Batman’s Bat-Shark Repellent was made famous by Adam West’s Caped Crusader, but the Dark Knight never wastes a weapon – even when it’s a joke.
The 1960s Batman TV series carries a reputation for giving the Dark Knight a seemingly endless arsenal of gadgets to use in his fight against crime. These tools sometimes appeared incredibly limited in use, with the Caped Crusader pulling out an instrument necessary only for that exact situation. Yet even the goofiest of Batman’s gadgets has god-killing potential in the hands of the Dark Knight.
This proves to be the case in Scott Snyder and John Romita Jr.’s All-Star Batman #2. When Batman tries to take Two-Face across the country in an attempt to cure him of his evil personality, the villain offers the fortunes of Gotham’s wealthiest crime bosses to anyone who frees him from the Dark Knight’s grasp. This gains the attention of King Shark and Amygdala, who attack Batman on a moving train. Batman quickly dispatches them by attacking King Shark with a shark repellent, sending the hulking god reeling and knocking himself and Amygdala off the train.
Batman Effortlessly Destroyed King Shark
Batman’s shark repellent carries an infamous reputation among fans of the character, and has accrued a number of joking references in films, comics and TV shows. The gadget first appeared in 1958’s Batman #117, where the Caped Crusader and his Robin use the shark repellent against a giant sea monster while in pursuit of an alien thief. However, the most famous appearance of the shark repellent comes in 1966’s Batman: The Movie, wherein Adam West’s Batman uses it to fight off an exploding shark that has caught his leg on the ladder of a helicopter. The shark repellent would later appear again in West’s Batman series; in a 1967 episode entitled Surf’s Up!
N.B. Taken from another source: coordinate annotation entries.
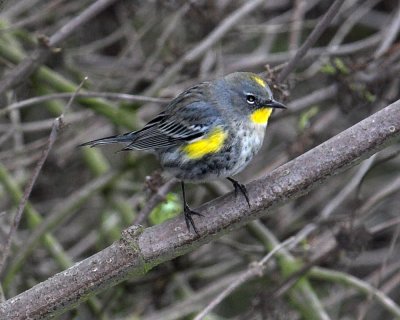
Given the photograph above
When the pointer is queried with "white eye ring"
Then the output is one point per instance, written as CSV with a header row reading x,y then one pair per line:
x,y
250,99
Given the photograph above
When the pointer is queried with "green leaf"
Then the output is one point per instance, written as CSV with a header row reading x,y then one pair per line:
x,y
168,209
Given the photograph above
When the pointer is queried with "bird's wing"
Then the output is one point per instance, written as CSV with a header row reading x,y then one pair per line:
x,y
186,118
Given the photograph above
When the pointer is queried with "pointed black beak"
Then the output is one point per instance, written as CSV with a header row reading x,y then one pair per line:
x,y
275,104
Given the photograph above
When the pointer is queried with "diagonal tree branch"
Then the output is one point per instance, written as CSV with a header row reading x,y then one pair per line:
x,y
42,53
140,249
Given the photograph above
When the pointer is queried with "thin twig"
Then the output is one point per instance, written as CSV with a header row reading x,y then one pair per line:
x,y
31,63
227,24
139,250
389,35
254,270
67,95
58,123
154,201
312,38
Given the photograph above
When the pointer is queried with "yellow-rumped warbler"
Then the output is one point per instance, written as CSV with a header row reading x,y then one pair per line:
x,y
212,130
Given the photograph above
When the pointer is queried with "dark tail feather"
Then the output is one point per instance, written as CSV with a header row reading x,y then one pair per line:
x,y
127,137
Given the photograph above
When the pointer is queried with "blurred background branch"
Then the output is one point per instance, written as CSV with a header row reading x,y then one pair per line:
x,y
139,55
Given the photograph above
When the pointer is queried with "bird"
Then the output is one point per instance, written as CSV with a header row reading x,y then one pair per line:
x,y
210,131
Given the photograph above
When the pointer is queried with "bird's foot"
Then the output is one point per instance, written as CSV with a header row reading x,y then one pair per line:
x,y
240,187
189,213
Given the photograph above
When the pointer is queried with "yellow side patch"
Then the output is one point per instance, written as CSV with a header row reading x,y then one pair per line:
x,y
261,116
211,143
260,81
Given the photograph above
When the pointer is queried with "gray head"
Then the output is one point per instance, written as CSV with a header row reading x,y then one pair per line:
x,y
248,94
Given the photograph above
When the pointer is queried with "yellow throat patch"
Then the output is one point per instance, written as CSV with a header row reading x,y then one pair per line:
x,y
211,143
261,116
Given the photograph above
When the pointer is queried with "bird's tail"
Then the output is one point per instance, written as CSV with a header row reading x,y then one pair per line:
x,y
127,137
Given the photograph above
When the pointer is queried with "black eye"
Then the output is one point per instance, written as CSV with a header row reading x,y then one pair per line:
x,y
250,99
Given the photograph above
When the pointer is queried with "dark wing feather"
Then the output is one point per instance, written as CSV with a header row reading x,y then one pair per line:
x,y
187,117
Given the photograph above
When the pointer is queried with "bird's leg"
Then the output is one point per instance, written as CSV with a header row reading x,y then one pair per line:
x,y
240,187
189,212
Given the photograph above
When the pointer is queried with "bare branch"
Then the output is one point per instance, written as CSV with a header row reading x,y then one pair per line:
x,y
312,38
29,64
139,250
57,124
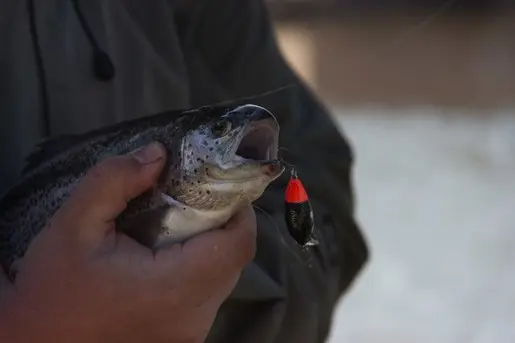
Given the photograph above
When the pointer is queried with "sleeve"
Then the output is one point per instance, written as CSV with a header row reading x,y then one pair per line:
x,y
236,43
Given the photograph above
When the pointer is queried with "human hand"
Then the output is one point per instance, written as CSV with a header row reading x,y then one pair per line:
x,y
82,281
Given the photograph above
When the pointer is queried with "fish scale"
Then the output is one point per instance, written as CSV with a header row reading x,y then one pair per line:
x,y
202,185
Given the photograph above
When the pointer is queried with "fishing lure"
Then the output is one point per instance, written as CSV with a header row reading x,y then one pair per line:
x,y
298,212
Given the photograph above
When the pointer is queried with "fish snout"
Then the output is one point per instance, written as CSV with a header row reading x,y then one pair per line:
x,y
272,168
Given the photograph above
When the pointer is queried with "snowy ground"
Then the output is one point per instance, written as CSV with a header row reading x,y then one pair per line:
x,y
436,190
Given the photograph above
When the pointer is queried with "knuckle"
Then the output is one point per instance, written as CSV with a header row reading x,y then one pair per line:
x,y
113,170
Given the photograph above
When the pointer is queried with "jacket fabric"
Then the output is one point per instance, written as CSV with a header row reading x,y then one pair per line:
x,y
67,67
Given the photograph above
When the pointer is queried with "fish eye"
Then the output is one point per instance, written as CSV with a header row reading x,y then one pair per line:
x,y
221,128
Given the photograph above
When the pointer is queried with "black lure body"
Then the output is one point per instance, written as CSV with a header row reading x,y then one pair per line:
x,y
299,213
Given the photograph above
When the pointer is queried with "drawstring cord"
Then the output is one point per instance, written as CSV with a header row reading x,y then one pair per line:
x,y
103,67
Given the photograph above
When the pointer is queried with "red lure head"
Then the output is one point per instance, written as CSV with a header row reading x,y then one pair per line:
x,y
298,212
295,192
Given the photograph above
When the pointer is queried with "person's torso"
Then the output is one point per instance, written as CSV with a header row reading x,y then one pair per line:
x,y
141,41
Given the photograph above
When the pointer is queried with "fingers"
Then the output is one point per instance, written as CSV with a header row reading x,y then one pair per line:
x,y
105,190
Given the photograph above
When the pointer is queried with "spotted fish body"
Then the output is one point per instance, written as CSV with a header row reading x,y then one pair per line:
x,y
218,159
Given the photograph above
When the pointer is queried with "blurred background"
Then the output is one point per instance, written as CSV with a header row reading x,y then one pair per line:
x,y
425,91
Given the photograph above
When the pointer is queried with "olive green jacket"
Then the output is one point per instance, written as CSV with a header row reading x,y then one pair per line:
x,y
178,55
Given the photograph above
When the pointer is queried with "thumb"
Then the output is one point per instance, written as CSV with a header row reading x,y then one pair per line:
x,y
104,192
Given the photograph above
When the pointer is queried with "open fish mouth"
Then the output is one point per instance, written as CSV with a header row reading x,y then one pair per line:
x,y
259,142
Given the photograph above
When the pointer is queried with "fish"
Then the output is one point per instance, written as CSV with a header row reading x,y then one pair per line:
x,y
219,158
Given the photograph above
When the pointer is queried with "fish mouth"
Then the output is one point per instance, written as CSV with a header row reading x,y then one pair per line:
x,y
259,141
253,154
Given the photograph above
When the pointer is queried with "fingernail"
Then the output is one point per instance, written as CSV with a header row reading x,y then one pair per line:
x,y
149,154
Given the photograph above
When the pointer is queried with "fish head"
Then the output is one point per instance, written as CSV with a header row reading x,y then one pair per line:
x,y
228,160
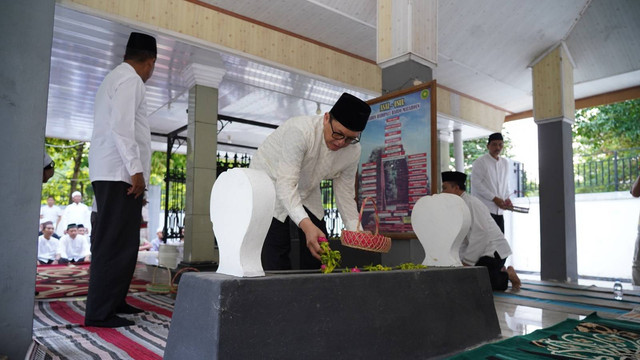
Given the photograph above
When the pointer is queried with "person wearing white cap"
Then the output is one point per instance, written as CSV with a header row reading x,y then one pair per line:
x,y
297,156
75,213
119,168
155,243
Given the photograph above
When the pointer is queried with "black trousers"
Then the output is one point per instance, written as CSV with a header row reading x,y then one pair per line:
x,y
499,220
114,248
499,279
277,245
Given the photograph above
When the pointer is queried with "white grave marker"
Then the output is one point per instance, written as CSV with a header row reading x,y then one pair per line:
x,y
242,202
441,222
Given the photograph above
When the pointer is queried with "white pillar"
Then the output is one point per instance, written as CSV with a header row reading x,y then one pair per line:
x,y
457,149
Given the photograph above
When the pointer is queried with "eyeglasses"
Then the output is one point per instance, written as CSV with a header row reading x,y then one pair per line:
x,y
341,136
Joker’s Under!, Batman uses the repellent on a shark during a surfing competition against the Joker to ensure the Clown Prince of Crime doesn’t become the King of Surfing.
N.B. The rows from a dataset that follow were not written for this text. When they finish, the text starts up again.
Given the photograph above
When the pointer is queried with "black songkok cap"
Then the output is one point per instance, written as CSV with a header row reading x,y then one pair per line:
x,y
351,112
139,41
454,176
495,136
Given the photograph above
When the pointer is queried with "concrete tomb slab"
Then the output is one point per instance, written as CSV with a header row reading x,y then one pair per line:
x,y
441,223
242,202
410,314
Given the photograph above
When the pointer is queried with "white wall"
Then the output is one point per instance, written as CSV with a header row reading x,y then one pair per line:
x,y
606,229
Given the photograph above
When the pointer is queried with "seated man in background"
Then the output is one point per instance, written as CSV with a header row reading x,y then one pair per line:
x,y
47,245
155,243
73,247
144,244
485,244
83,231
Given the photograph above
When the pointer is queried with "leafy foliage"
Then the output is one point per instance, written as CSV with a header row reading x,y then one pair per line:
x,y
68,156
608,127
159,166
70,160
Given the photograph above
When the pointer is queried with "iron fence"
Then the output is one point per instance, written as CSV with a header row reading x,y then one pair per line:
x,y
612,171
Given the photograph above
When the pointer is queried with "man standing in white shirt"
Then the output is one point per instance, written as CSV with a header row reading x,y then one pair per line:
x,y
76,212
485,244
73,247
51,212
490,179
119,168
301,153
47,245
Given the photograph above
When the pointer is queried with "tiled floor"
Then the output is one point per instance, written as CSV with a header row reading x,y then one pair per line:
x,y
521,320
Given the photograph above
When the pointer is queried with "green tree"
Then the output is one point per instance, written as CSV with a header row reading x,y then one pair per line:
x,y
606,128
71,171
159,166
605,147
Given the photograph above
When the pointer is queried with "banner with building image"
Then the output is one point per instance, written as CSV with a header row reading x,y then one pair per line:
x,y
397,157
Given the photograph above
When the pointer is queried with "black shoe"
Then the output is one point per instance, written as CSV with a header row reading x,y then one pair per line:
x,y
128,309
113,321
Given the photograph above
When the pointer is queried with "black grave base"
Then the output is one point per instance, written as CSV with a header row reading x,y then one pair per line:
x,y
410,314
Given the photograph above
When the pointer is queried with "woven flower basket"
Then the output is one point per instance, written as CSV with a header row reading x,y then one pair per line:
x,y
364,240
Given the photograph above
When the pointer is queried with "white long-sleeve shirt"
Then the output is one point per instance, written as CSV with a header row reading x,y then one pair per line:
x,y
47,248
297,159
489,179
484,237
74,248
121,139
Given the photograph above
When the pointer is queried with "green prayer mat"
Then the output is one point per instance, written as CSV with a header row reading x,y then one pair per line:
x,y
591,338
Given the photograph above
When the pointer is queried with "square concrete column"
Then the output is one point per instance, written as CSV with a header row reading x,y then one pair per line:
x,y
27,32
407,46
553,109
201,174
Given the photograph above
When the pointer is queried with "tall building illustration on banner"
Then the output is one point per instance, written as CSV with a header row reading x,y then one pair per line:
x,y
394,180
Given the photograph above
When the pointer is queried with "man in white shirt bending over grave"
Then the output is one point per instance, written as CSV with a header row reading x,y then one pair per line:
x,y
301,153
Batman Can Turn a Joke Weapon into a God-Killer
As humorous as this gadget is to fans, it clearly has its place in Batman’s arsenal. King Shark is an impulsive, vicious killer who often works as muscle for other villains, when he’s not fighting alongside Amanda Waller’s Suicide Squad. However, the being – known as Nanaue – is also the son of DC’s God of Sharks, recently fighting for his species in the epic Wild Games, which showcased his godlike strength, durability, and healing (in Tim Seeley & Scott Kolins’ Suicide Squad: King Shark). While King Shark may not think much of his godly lineage, he is essentially the embodiment of all sharks, making it clear why shark repellant would affect a god even more drastically.
Batman’s Legacy Can’t Be Pinned Down
Snyder and Romita Jr.’s inclusion of the Bat-Shark Repellent provides a fun nod to a piece of Batman history while also showing how effective any weapon can be against the bizarre enemies Batman faces on a daily basis. The gadget has become something of a symbol of a sillier period for the Caped Crusader, with the West series’ commitment to comedy providing a stark contrast to the more serious modern era of the hero, but part of what makes DC’s comics great is constantly reclaiming the excesses of superhero stories. It’s a perfect symbol of how superhero comics consolidate their characters that the Bat-Shark Repellant is at home in both a pure comedy Batman story and a high-octane, action-oriented battle with real emotional stakes.
Batman is a surprisingly versatile character, and it’s a perfect expression of what the Dark Knight means to different fans that depending on the writer, his goofiest TV gadget is either a joke about his infinite arsenal of gadgets or an awesome way of dispatching a challenging foe.